Multimodal autonomic arousal tracks dose-dependent affective dynamics during the acute effects of DMT
D'Amelio, T. A.; Gil Garbagnoli, T.; Rodriguez Cuello, J.; Lewis-Healey, E.; Pallavicini, C.; Cavanna, F.; Bruno, N.; de la Fuente, L. A.; Muller, S. A.; Copa, D.; Bekinschtein, T.; Vidaurre Henche, D.; Tagliazucchi, E.
Show abstract
Serotonergic psychedelics induce altered states of consciousness characterised by profound changes in emotional experience. Although psychedelics modulate autonomic arousal, sympathetic engagement during their affective effects remains poorly characterised. We recorded cardiac, electrodermal, and respiratory activity in 19 participants following inhalation of 20 or 40 mg of freebase N,N-dimethyltryptamine (DMT) under a semi-naturalistic blinded design, alongside time-resolved retrospective phenomenological reports. DMT induced robust increases across all autonomic markers, integrated into a multimodal index that selectively tracked subjective emotional intensity.

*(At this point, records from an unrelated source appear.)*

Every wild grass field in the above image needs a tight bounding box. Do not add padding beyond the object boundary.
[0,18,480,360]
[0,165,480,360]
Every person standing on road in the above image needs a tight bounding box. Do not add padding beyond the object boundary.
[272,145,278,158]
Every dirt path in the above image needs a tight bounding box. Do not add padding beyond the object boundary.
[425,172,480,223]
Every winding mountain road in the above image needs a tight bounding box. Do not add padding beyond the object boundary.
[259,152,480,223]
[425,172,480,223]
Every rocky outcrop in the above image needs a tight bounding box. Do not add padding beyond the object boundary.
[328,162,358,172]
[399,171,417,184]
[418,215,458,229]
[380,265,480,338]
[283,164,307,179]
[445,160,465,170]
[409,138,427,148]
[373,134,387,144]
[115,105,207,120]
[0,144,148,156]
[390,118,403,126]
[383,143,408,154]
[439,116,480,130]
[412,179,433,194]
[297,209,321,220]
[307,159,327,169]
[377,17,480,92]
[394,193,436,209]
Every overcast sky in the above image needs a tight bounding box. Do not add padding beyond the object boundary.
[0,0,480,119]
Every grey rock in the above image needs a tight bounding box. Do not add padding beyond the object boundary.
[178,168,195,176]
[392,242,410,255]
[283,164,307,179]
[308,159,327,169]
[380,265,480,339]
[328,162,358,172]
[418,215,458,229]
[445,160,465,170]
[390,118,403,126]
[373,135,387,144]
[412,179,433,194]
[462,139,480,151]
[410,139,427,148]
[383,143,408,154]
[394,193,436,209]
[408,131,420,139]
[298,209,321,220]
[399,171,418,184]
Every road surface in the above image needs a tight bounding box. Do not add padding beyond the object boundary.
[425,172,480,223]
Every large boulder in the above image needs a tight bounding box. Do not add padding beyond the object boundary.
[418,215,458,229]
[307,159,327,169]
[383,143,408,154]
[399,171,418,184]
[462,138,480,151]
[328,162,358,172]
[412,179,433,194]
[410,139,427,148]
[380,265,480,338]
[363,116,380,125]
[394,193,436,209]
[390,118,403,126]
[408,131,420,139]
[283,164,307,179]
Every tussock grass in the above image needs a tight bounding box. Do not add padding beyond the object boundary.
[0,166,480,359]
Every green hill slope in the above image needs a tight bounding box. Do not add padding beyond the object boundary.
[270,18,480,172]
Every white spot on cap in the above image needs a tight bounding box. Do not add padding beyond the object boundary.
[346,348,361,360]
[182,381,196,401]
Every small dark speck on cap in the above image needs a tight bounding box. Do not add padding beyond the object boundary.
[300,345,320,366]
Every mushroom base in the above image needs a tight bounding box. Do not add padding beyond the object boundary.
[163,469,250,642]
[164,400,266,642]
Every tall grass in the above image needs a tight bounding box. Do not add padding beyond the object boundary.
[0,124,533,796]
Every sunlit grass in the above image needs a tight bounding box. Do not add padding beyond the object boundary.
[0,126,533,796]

Dose-dependent divergence followed modality-specific profiles: heart rate and respiratory differences emerged within the first 2 min post-inhalation, whereas electrodermal activity diverged only during the later phase, with higher doses showing prolonged autonomic engagement. DMT thus produces a transient sympathetic activation co-varying with emotional arousal, followed by gradual disengagement accompanied by pleasantness and bliss. By combining time- and cost-effective peripheral physiological measures with time-resolved phenomenological reports, this work contributes to the objective characterisation of psychedelic-induced affective states and provides a methodological basis for future biomarker research in clinical applications.